RockyEmbed-Marco

RockyEmbed-Marco is a lightweight, high-performance text embedding model built by contrastively fine-tuning RockyEmbed on the MS MARCO dataset. It is designed for efficient real-world retrieval tasks such as semantic search, RAG (Retrieval-Augmented Generation), and question answering systems.


Overview

Modern embedding models often rely on large-scale architectures with billions of parameters.
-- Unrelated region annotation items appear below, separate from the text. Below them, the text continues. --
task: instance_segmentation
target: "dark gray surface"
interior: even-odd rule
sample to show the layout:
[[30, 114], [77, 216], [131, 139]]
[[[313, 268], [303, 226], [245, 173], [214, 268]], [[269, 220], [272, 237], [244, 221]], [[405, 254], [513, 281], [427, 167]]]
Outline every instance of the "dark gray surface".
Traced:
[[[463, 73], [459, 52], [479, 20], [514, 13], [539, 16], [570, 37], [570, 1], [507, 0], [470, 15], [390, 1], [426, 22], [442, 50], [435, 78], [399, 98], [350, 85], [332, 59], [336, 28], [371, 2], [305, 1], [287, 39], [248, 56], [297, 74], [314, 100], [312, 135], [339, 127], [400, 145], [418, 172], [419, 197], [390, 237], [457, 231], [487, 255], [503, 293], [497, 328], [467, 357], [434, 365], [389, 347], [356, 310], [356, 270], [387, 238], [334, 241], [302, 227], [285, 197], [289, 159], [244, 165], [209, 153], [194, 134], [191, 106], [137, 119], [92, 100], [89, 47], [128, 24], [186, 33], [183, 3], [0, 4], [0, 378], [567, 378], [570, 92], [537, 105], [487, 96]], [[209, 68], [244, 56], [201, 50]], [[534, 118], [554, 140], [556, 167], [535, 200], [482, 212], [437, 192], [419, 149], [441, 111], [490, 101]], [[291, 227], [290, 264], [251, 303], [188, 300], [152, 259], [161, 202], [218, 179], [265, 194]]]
RockyEmbed-Marco takes a different approach:

Compact (~90M parameters)

Efficient (CPU-friendly inference)

Task-optimized (fine-tuned for retrieval)

Production-ready (designed for real-world RAG systems)

This model builds on RockyEmbed, which is pre-trained using distillation and optimized training strategies, and enhances it through contrastive learning on MS MARCO to improve retrieval quality.


Model Architecture

Base Model: RockyEmbed

Parameters: ~90M

Embedding Dimension: (add your dimension here, e.g., 768 or 1024)

Training Strategy:

Stage 1: Distillation-based pretraining

Stage 2: Contrastive fine-tuning (MS MARCO)


Training Details

Dataset

MS MARCO Passage Ranking Dataset

Large-scale dataset for training retrieval systems

Contains real-world queries and relevant passages

Objective Function

InfoNCE (Contrastive Loss)

The model learns to:

Pull semantically similar query-passage pairs closer

Push irrelevant pairs apart in embedding space


Evaluation

RockyEmbed-Marco is evaluated on both benchmark datasets and real-world RAG scenarios:

MTEB Quora Subset (Massive Text Embedding Benchmark)(Quora)

Main Score: 0.64

RAGAS Evaluation Quora subset (RAG-specific metrics) (Quora)

Context Precision: 0.0583

Answer Correctness: 0.4717

These evaluations demonstrate:

Strong retrieval capability relative to model size

Practical effectiveness in downstream RAG pipelines


Usage

Installation

pip install torch transformers sentence-transformers


Loading the Model

from sentence_transformers import SentenceTransformer

model = SentenceTransformer("your-username/rockyembed-marco")

embeddings = model.encode([ "What is contrastive learning?", "Explain retrieval augmented generation" ])


Example: Semantic Search

from sentence_transformers import util

query = "What is RAG?" documents = [ "RAG stands for Retrieval-Augmented Generation.", "Transformers are deep learning models.", "Contrastive learning improves embeddings." ]

query_emb = model.encode(query, convert_to_tensor=True) doc_emb = model.encode(documents, convert_to_tensor=True)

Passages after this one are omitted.